INMO: Health service is ‘under unbearable pressures’
Speakers will include representatives from the Mid-Staffordshire National Health Service Foundation Trust who will discuss how things went terribly wrong when budgets took priority over patients.
INMO general secretary Liam Doran said the experience of Mid-Staffordshire must be heard by the Minister for Health, his Government and senior management at the Health Service Executive (HSE).
A report by an independent inquiry into the Mid-Staffordshire Trust in 2010 found that the trust lost sight of its fundamental responsibility to provide safe care. It found that patients were routinely neglected by a trust that was preoccupied with cost cutting, targets and processes.
“Regardless of the financial pressures, everyone must heed the findings of the inquiry in England and we must all ensure that patient care is never demoted to second place,” said Mr Doran.
The chairman of the inquiry into the Mid-Staffordshire Trust said people must always come before numbers. “Statistics, benchmarks and action plans are tools, not ends in themselves. They should not come before patients and their experiences. This is what must be remembered by all those who design and implement policy for the NHS.”

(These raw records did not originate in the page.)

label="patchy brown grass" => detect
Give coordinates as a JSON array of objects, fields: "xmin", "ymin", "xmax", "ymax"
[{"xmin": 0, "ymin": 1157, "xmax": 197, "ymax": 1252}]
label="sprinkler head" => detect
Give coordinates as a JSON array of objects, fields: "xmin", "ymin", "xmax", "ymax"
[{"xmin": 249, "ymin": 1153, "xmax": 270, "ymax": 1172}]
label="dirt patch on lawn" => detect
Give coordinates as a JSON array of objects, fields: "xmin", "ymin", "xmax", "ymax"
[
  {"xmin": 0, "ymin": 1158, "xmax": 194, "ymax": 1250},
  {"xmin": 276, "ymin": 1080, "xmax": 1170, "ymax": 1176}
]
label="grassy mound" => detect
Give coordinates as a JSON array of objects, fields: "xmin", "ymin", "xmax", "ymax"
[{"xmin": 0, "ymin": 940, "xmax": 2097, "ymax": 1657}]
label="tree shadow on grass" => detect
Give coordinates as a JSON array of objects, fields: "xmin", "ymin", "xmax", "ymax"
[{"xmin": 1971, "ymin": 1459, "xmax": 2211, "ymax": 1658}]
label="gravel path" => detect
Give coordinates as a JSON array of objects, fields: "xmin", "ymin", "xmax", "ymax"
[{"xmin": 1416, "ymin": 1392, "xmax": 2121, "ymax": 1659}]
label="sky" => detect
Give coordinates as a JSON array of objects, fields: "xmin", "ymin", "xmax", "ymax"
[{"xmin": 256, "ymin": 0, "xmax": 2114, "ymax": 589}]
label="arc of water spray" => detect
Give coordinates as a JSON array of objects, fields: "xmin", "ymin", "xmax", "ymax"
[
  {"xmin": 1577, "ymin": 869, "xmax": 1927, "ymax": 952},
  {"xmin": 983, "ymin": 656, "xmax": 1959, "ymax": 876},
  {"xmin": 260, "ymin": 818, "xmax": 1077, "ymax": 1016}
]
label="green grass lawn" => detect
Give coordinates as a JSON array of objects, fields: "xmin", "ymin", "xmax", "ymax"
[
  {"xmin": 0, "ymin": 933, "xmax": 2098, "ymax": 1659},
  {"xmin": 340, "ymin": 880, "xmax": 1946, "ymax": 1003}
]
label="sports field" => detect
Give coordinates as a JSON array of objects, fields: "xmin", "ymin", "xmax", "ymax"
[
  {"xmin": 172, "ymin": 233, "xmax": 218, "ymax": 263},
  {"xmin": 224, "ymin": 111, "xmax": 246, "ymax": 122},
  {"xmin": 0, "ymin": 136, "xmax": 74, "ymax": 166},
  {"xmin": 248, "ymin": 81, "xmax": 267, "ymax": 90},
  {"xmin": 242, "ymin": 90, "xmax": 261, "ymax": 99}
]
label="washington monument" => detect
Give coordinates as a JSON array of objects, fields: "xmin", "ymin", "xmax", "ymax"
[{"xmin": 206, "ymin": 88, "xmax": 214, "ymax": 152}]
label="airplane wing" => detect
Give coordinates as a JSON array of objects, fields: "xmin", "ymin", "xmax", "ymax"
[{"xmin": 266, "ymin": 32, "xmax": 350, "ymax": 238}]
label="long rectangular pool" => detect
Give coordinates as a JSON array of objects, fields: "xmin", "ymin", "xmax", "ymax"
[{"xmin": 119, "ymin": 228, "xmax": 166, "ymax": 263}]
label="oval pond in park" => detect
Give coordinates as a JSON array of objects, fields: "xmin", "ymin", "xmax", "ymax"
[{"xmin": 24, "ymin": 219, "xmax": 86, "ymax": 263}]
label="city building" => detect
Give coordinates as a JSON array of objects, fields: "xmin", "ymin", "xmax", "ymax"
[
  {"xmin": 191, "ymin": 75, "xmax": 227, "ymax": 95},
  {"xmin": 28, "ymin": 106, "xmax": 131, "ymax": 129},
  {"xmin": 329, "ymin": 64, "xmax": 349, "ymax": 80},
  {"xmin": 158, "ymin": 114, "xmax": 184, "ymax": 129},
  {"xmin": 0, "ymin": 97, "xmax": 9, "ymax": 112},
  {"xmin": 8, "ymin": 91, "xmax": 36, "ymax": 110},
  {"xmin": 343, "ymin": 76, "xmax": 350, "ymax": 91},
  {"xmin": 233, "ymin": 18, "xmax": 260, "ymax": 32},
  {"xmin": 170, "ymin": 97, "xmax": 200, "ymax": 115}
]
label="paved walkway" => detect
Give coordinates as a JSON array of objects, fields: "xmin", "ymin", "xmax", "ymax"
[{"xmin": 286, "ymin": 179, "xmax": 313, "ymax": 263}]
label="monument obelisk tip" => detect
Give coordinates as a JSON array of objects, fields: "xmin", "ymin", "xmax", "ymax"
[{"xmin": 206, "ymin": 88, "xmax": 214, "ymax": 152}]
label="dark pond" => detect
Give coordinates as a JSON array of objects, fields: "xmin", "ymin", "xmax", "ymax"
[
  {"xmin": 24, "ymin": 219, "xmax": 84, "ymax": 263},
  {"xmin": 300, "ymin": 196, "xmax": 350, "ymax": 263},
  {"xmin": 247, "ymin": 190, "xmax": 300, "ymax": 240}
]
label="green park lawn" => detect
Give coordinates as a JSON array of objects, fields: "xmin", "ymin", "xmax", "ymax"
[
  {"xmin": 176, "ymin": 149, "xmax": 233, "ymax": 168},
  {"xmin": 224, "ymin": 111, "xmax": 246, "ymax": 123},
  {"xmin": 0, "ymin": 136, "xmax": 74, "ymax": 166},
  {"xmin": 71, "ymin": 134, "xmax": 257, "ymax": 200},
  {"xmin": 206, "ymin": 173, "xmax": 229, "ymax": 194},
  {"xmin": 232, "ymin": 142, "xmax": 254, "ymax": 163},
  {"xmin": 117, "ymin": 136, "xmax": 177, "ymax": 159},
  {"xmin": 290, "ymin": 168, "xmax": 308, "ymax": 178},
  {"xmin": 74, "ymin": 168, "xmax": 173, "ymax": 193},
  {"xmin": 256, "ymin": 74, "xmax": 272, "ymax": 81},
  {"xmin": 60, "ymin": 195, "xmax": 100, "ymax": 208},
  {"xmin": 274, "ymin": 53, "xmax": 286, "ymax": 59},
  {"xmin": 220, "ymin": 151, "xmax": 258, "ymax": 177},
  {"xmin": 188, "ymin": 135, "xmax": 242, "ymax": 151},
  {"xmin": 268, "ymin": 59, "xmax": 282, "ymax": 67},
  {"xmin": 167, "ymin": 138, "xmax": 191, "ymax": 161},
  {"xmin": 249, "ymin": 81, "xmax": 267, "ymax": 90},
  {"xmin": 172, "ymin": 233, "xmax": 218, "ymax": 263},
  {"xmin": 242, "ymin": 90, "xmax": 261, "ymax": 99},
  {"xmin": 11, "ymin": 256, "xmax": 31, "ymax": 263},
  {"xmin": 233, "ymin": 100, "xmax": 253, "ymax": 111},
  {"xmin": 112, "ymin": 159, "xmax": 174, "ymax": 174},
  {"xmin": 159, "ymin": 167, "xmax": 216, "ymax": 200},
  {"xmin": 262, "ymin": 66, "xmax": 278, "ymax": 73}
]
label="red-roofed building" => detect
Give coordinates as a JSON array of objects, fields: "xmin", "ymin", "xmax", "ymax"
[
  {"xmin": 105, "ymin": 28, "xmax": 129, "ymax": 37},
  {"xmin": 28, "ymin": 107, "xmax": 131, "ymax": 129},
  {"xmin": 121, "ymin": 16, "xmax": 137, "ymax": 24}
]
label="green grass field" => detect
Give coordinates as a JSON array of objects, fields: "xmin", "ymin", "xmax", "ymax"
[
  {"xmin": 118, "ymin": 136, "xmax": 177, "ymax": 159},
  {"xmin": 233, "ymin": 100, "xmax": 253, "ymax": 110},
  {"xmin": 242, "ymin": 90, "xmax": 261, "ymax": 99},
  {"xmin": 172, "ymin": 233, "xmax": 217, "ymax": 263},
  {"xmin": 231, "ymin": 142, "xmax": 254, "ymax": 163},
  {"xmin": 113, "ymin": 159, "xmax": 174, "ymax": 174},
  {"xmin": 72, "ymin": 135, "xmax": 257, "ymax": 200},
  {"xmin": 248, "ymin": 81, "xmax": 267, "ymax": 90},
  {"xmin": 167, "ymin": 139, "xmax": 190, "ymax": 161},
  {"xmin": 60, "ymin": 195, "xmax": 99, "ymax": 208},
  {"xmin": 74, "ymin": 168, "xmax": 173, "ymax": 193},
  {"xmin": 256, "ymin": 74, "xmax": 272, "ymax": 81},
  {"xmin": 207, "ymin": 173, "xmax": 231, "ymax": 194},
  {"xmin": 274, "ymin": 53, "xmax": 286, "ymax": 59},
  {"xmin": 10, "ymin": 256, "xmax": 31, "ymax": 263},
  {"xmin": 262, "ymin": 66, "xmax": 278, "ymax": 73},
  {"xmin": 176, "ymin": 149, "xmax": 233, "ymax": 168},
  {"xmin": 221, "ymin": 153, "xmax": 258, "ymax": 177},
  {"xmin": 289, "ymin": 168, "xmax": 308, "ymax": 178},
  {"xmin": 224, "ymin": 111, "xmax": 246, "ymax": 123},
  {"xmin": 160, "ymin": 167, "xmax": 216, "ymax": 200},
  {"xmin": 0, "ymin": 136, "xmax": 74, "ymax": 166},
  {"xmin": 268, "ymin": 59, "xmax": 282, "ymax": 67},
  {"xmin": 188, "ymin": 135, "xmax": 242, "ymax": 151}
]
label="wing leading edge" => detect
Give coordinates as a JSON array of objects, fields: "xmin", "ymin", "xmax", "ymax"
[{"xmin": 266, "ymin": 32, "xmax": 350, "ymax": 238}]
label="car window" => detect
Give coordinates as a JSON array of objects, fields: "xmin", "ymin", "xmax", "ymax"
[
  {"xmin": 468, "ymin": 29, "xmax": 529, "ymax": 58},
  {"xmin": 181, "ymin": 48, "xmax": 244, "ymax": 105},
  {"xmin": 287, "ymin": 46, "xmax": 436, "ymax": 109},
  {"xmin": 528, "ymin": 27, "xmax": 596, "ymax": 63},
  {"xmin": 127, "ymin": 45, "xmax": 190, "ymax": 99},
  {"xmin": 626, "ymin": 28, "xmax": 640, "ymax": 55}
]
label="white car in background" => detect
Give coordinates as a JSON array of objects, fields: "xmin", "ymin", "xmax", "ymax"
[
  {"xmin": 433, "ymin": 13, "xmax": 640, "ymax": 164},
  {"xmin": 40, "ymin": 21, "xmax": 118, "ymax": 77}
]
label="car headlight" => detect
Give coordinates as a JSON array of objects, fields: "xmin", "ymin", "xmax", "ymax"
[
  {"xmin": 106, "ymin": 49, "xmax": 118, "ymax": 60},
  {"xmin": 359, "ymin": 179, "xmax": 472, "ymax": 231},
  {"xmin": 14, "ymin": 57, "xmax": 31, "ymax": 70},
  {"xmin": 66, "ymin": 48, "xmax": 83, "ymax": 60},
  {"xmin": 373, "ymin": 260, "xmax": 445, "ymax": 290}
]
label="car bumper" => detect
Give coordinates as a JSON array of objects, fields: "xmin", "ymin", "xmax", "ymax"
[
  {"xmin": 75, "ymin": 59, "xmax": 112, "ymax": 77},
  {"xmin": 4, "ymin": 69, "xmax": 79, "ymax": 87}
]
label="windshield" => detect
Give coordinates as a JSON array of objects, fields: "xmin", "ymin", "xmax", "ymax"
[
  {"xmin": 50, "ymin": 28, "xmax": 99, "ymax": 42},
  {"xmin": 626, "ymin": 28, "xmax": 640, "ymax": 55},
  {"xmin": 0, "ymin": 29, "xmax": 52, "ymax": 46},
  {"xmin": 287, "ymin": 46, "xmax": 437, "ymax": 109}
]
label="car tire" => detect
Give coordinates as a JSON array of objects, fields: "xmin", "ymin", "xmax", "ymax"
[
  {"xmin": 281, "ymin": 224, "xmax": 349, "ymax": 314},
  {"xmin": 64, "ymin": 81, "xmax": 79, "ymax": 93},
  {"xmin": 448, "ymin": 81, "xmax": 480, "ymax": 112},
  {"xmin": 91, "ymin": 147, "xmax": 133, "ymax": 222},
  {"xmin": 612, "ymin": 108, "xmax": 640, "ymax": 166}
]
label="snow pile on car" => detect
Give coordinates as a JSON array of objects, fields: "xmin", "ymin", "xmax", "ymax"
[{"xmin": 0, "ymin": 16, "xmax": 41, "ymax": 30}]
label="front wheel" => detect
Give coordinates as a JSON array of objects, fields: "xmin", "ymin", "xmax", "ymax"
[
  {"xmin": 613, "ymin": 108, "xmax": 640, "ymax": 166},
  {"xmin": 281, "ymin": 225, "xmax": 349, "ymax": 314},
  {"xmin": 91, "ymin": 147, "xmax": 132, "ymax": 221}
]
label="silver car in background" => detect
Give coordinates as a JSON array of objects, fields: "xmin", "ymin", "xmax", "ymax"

Mr Doran said there was an ever-increasing demand for healthcare in Ireland at a time when the health service has lost nearly 3,000 nurses and midwives and 2,317 beds have been closed.
“The stark reality, to patients and those working in the frontline, is that our health service is now under unbearable pressure, standards of care are inevitably dropping and patient outcomes are being compromised arising from a shortage of staff, increased patient dependency and delays in accessing treatment.”